Stream in the Canterbury Region, New Zealand

Bowyers Stream is located in the Canterbury Region of the South Island of New Zealand. (Note: The origin of the name of the stream is uncertain, but the Lyttelton Times of 10 December 1869 reports on proceedings in the Supreme Court, where Robert Bowyer states that he is a sawyer at Halford Forest, Ashburton.)

The upper reaches of the stream drain the northern face of Mount Somers / Te Kiekie and the southern face of Mount Winterslow in the foothills of the Southern Alps. Sharplin Falls is located in Bowyers Stream in a deep gully beneath the fault scarp between Mount Somers / Te Kiekie and Mount Winterslow, near the small settlement of Staveley. The stream joins the south branch of the Ashburton River / Hakatere, at Annandale, west of Ashburton Forks.

The stream has been a contributor to severe flooding in the Staveley region.

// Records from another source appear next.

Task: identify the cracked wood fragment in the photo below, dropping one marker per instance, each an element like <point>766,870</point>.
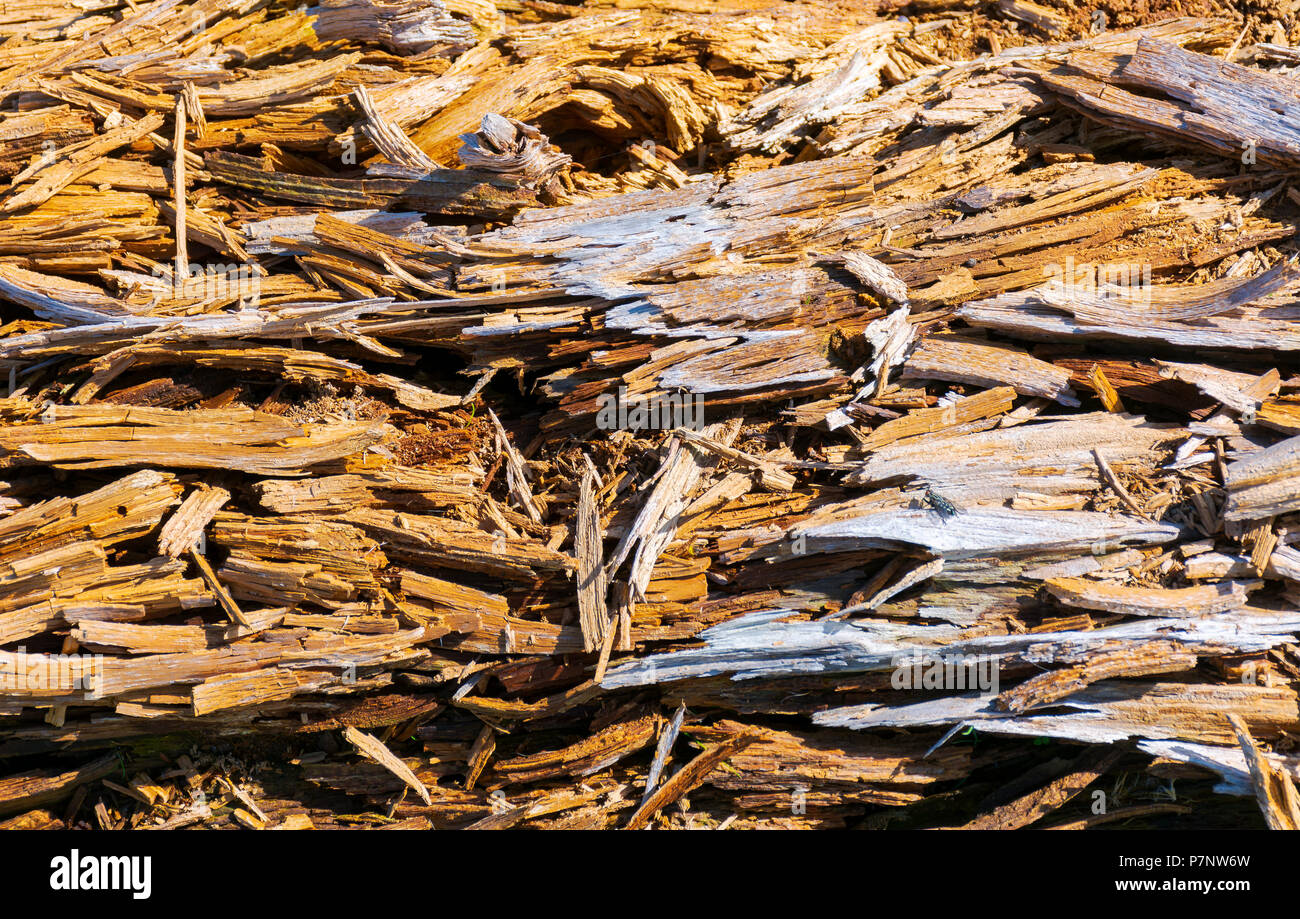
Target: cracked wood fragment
<point>372,749</point>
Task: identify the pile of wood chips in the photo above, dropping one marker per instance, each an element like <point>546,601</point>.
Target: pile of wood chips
<point>648,412</point>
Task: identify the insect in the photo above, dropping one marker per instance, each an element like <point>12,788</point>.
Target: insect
<point>936,501</point>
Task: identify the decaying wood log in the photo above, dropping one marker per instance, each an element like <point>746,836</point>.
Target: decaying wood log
<point>644,414</point>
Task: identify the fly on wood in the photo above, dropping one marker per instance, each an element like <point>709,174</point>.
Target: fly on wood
<point>945,507</point>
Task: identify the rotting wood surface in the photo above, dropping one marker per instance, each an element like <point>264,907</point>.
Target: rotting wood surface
<point>640,415</point>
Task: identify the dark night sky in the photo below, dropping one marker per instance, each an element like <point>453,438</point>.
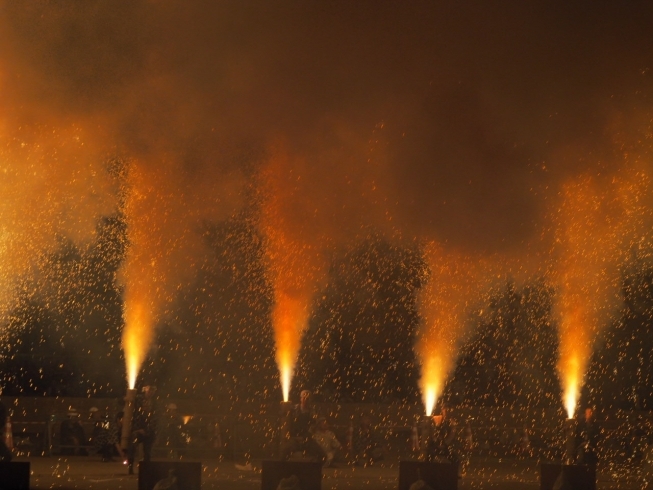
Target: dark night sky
<point>453,121</point>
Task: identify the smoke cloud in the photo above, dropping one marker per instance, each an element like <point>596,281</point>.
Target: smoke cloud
<point>455,123</point>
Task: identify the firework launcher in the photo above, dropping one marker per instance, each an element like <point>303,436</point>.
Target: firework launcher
<point>568,474</point>
<point>284,427</point>
<point>130,401</point>
<point>570,442</point>
<point>437,474</point>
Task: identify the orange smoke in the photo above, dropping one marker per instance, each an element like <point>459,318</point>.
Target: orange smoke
<point>54,187</point>
<point>450,293</point>
<point>294,259</point>
<point>163,249</point>
<point>593,222</point>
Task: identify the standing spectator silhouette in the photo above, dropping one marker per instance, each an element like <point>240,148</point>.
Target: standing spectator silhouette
<point>143,426</point>
<point>72,435</point>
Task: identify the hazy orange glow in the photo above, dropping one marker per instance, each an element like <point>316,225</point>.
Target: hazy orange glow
<point>451,291</point>
<point>160,258</point>
<point>594,221</point>
<point>46,171</point>
<point>136,339</point>
<point>289,318</point>
<point>294,263</point>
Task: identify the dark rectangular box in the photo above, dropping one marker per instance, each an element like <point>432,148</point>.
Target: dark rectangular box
<point>440,476</point>
<point>188,475</point>
<point>309,474</point>
<point>579,476</point>
<point>14,476</point>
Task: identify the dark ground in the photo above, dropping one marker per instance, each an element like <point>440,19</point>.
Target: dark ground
<point>88,473</point>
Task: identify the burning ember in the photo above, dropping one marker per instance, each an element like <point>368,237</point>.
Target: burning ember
<point>591,223</point>
<point>294,264</point>
<point>444,303</point>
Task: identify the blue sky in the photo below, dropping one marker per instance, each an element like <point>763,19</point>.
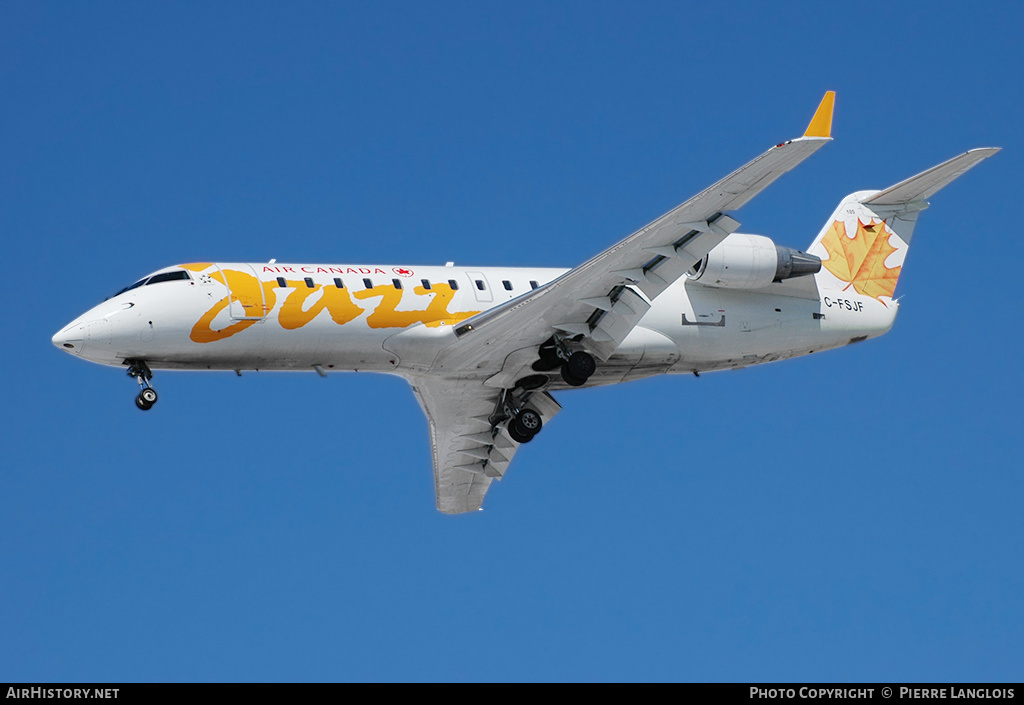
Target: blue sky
<point>853,515</point>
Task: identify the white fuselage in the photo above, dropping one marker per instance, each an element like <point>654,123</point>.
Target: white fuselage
<point>296,317</point>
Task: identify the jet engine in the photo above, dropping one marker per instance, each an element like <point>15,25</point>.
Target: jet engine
<point>751,261</point>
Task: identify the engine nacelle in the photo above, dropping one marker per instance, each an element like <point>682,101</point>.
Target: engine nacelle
<point>752,261</point>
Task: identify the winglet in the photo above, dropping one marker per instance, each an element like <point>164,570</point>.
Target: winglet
<point>821,122</point>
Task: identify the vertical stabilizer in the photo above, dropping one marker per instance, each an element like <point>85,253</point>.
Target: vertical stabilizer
<point>864,244</point>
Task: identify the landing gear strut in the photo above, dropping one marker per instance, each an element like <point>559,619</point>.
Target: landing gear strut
<point>141,372</point>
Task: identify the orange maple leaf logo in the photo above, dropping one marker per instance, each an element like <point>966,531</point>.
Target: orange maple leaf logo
<point>861,259</point>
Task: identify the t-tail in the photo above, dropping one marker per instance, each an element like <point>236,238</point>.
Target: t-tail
<point>863,245</point>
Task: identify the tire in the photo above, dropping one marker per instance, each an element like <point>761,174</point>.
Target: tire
<point>527,422</point>
<point>516,436</point>
<point>581,365</point>
<point>570,379</point>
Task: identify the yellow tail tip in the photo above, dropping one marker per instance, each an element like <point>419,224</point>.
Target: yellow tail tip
<point>821,122</point>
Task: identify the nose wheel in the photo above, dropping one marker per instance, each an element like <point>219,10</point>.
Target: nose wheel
<point>142,374</point>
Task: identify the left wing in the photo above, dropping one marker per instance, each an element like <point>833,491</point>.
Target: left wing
<point>469,449</point>
<point>600,301</point>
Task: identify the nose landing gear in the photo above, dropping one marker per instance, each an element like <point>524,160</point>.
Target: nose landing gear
<point>141,372</point>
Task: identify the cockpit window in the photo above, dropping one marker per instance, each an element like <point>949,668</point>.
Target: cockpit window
<point>133,286</point>
<point>168,277</point>
<point>158,279</point>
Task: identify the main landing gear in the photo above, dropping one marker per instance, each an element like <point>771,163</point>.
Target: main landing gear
<point>523,423</point>
<point>577,366</point>
<point>141,372</point>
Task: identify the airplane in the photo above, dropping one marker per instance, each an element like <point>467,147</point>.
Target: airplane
<point>484,347</point>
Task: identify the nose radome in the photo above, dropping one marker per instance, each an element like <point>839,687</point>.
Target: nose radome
<point>71,338</point>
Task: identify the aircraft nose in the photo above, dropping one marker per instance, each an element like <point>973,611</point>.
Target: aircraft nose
<point>71,338</point>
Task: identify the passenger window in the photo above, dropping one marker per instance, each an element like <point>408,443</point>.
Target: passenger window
<point>133,286</point>
<point>168,277</point>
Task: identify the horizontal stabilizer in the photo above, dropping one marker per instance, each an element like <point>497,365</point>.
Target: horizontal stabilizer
<point>928,182</point>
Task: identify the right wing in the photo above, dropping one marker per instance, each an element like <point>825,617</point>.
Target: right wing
<point>595,304</point>
<point>469,450</point>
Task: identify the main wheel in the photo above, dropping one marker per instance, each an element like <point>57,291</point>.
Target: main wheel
<point>527,422</point>
<point>571,379</point>
<point>516,436</point>
<point>581,365</point>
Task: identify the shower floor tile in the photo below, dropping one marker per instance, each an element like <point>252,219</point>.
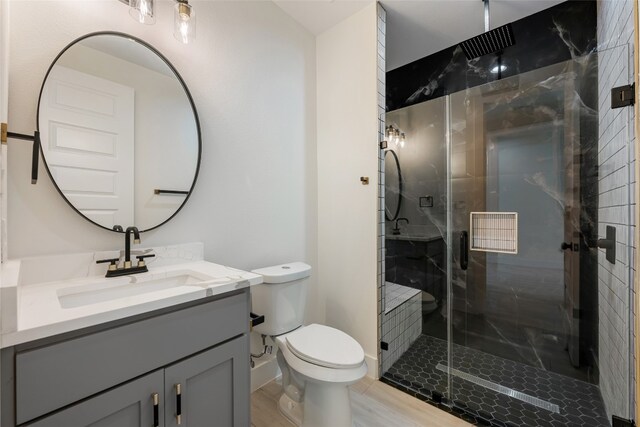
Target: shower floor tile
<point>580,403</point>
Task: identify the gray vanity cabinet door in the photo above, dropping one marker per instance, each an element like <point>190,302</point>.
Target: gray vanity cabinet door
<point>214,385</point>
<point>129,405</point>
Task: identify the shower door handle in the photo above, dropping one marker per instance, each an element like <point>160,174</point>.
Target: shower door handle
<point>464,250</point>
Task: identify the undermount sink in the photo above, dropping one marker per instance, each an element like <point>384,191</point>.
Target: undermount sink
<point>128,286</point>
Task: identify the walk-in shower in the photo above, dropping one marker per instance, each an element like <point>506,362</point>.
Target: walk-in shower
<point>500,304</point>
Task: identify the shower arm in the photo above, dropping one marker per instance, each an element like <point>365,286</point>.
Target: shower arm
<point>486,15</point>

Introduced trout were reported as being plentiful in Bowyers Stream in 1899. In 1930, around 10,000 brown trout fry were released into the stream by the Ashburton Acclimatisation Society, with a further 50,000 trout fry released in 1933, and 60,000 more in 1942. Bowyers Stream has become an important tributary of the Ashburton River for trout and salmon spawning. In 2017, Environment Canterbury undertook flood-control works along a stretch of 11 km in the bed of the river. The Central South Island Fish and Game Council commenced a prosecution of Environment Canterbury under the Conservation Act for disturbance to the spawning grounds of freshwater fish. The parties reached agreement in 2019 and the prosecution did not continue. In September 2019, there were concerns from landowners about the build-up of gravel in the stream bed, with calls for the stream bed to be lowered to reduce flooding risk.

The Rangitata Diversion Race passes beneath the bed of Bowyers Stream in a siphon, around 1.5 km south of Staveley.

The Bowyers Stream Reserve is a freedom camping site located where the Inland Scenic Route crosses Bowyers Stream around 3.4 km south of Staveley.